By Imee Charlee C. Delavin, Reporter

Non-life insurers eyeing mergers, consolidation

Posted on June 13, 2016

MORE non-life insurers are expected to consolidate this year amid higher capital requirements as their operations can’t support the mandated hike.

There are currently 65 non-life insurers in the Philippines, down from the 90 players recorded in 2011 due to the higher requirements for minimum paid-up capital and stiffer competition with the entry of more foreign firms in the country.

“Distressed companies are having talks with healthy insurers for possible mergers,” Insurance Commissioner Emmanuel F. Dooc said in a text message.

“I hope they progress since we want to help ailing companies resolve their financial woes.”

Republic Act (RA) 10607 or the Amended Insurance Code of the Philippines signed in August 2013 required new life and non-life insurance companies to have P1 billion in paid-up capital when they set up shop here, while existing insurers must have a paid-up capital of P250 million by June 2013, P550 million by December 2016, P900 million by December 2019 and P1.3 billion by December 2022.

The minimum paid-up capital and net worth requirements must remain unimpaired for the continuance of the license.

The more stringent capitalization requirements were pushed to make the insurance industry stronger and more resilient to shocks, thus safeguarding the money entrusted by policyholders.

But non-life insurers said the volume of their current operations compared to increasing competition and higher capital requirements along with the implementation of the risk based capital (RBC) formula -- resulting in an increase in capital or reserves -- makes it more attractive to sell at a possible premium rather than raise additional funds to meet the regulatory requirements.

As of end-2015, only nine non-life companies had at least P500 million in paid-up capital among the non-life firms in the country.

Non-life industry group Philippine Insurers and Reinsurers Association, Inc (PIRA) former chairman Michael F. Rellosa said the minimum capital requirements and the RBC will be good for the industry but the review of the tax structure on the industry must result in lower tax burdens.

“The capital and RBC requirements can make the industry more competitive and financially sound but the tax burden will simply negate whatever gains,” Mr. Rellosa said.

Unlike life insurance companies that are levied only a 2% tax on their premiums, non-life insurance policyholders shoulder a 12% value-added tax (VAT) and a 12.5% documentary stamp tax (DST). Atop that, there is also an additional 2% fire service tax and 0.15-0.17% municipal tax for property insurance.

Mr. Rellosa, who is also president and CEO of Fortune General Insurance Corp., noted that many non-life companies are having difficulty shoring up capital to meet the requirement, adding that the companies “cannot get from operations the increased capital.”

In a related development, industry sources said recently that five non-life insurance companies are recently in talks over a possible “mega merger” deal by the end of the year.

The Insurance Commission did not confirm the said report.

Stronghold Insurance Co.
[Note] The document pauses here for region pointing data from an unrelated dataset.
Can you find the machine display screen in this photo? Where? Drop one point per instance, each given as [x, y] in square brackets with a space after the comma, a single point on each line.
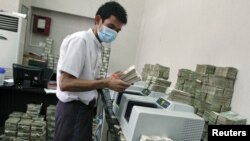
[162, 102]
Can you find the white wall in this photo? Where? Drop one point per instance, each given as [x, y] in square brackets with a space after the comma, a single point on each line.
[183, 33]
[62, 24]
[123, 49]
[85, 8]
[9, 5]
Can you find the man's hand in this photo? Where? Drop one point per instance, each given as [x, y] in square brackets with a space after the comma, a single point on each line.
[117, 84]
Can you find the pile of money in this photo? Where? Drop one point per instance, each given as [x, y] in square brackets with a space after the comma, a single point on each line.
[156, 76]
[205, 69]
[38, 131]
[157, 84]
[230, 118]
[228, 72]
[156, 70]
[180, 96]
[146, 70]
[154, 138]
[10, 130]
[130, 75]
[212, 88]
[103, 70]
[33, 110]
[24, 129]
[50, 118]
[16, 114]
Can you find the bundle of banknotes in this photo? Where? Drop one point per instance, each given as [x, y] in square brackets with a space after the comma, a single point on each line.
[24, 128]
[205, 69]
[50, 118]
[154, 138]
[157, 84]
[156, 70]
[11, 128]
[230, 118]
[38, 131]
[130, 75]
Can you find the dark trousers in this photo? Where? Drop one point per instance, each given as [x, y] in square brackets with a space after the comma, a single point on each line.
[74, 121]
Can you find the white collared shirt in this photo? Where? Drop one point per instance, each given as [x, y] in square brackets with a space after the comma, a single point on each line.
[80, 56]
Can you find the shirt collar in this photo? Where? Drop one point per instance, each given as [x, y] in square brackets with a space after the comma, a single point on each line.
[98, 44]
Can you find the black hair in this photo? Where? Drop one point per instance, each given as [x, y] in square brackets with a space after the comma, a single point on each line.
[112, 8]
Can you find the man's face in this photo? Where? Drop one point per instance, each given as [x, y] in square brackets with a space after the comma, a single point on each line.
[113, 23]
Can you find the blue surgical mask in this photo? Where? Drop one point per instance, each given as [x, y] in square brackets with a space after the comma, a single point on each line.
[106, 34]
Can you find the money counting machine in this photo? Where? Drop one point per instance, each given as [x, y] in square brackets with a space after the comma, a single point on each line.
[132, 90]
[158, 117]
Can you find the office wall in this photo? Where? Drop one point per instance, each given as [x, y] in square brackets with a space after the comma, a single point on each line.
[85, 8]
[183, 33]
[123, 49]
[62, 24]
[9, 5]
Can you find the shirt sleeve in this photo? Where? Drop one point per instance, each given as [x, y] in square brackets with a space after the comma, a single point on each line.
[74, 56]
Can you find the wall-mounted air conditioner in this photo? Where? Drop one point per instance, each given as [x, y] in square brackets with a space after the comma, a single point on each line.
[12, 38]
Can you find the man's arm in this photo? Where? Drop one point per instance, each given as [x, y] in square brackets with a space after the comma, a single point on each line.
[69, 82]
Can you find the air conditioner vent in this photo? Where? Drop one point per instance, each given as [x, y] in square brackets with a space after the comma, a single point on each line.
[8, 23]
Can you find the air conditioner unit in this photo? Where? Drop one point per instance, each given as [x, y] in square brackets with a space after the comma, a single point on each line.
[12, 38]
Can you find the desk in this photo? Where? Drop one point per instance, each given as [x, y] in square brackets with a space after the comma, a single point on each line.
[16, 99]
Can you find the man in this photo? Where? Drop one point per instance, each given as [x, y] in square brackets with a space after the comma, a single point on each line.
[80, 57]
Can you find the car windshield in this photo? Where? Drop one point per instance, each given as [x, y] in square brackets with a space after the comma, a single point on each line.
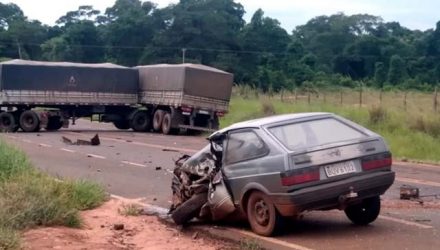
[314, 133]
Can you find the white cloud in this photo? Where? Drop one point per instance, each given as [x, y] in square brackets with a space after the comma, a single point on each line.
[420, 14]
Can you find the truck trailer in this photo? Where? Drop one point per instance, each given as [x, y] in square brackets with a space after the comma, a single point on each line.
[165, 98]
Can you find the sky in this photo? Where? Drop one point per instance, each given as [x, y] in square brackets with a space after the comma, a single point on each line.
[413, 14]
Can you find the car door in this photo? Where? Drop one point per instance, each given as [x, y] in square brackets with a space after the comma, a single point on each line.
[248, 160]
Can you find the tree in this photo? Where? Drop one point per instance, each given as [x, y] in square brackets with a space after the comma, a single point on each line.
[397, 70]
[380, 73]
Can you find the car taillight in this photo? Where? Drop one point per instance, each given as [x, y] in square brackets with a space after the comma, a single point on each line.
[295, 177]
[221, 113]
[377, 161]
[186, 110]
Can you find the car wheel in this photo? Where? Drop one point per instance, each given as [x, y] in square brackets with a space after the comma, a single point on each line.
[157, 120]
[7, 122]
[29, 121]
[189, 209]
[262, 214]
[365, 212]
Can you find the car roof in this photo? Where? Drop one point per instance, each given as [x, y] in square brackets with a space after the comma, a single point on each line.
[257, 123]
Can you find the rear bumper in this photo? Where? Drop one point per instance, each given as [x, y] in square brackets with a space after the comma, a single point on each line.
[327, 196]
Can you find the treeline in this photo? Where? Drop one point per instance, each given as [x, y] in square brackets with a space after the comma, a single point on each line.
[327, 51]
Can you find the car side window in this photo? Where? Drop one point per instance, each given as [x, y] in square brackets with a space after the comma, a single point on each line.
[243, 146]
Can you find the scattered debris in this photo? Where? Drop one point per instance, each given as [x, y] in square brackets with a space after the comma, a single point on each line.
[118, 226]
[95, 141]
[195, 235]
[408, 192]
[170, 150]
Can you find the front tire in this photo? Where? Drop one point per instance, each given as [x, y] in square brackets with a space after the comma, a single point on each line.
[365, 212]
[262, 214]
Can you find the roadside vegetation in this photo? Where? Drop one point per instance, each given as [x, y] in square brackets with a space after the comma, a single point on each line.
[409, 124]
[30, 198]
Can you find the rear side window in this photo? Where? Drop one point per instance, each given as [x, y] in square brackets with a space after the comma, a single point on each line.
[243, 146]
[314, 133]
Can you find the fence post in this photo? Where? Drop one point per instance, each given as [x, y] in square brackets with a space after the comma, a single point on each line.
[341, 97]
[404, 100]
[308, 96]
[380, 96]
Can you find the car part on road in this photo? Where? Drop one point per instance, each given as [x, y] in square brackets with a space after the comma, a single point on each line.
[95, 141]
[364, 212]
[408, 192]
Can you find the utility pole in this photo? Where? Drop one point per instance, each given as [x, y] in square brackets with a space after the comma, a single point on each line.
[183, 54]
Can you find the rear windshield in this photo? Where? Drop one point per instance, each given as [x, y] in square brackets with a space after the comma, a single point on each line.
[314, 133]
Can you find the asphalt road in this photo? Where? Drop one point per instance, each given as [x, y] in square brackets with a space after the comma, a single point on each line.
[138, 165]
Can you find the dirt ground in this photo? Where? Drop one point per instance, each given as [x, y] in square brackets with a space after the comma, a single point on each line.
[139, 232]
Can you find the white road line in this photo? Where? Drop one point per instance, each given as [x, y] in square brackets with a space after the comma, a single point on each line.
[272, 240]
[409, 223]
[68, 150]
[133, 164]
[417, 181]
[96, 156]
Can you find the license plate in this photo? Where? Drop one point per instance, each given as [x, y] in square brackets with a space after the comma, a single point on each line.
[340, 168]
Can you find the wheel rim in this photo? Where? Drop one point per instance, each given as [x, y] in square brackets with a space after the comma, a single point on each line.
[6, 121]
[262, 213]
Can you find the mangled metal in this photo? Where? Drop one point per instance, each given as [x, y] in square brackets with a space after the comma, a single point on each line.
[94, 141]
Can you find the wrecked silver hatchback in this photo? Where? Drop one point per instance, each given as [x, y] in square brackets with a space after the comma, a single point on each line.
[281, 166]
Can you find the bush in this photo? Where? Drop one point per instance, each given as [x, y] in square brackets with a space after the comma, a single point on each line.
[29, 198]
[377, 114]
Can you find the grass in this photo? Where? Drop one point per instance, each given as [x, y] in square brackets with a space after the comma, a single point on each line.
[130, 210]
[410, 125]
[29, 198]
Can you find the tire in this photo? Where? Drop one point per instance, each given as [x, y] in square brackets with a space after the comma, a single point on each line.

Inc. was said to have initiated a merger deal with Milestone Guaranty & Assurance Corp. and BF General Insurance Co. Sources also said Stronghold initiated talks with Premiere Insurance & Surety Corp. and Country Bankers Insurance Corp. for the possibility of a similar deal.

Should the mega deal push through, the surviving company would have around P400 million in total premium portfolio, putting it among the top 20 industry players.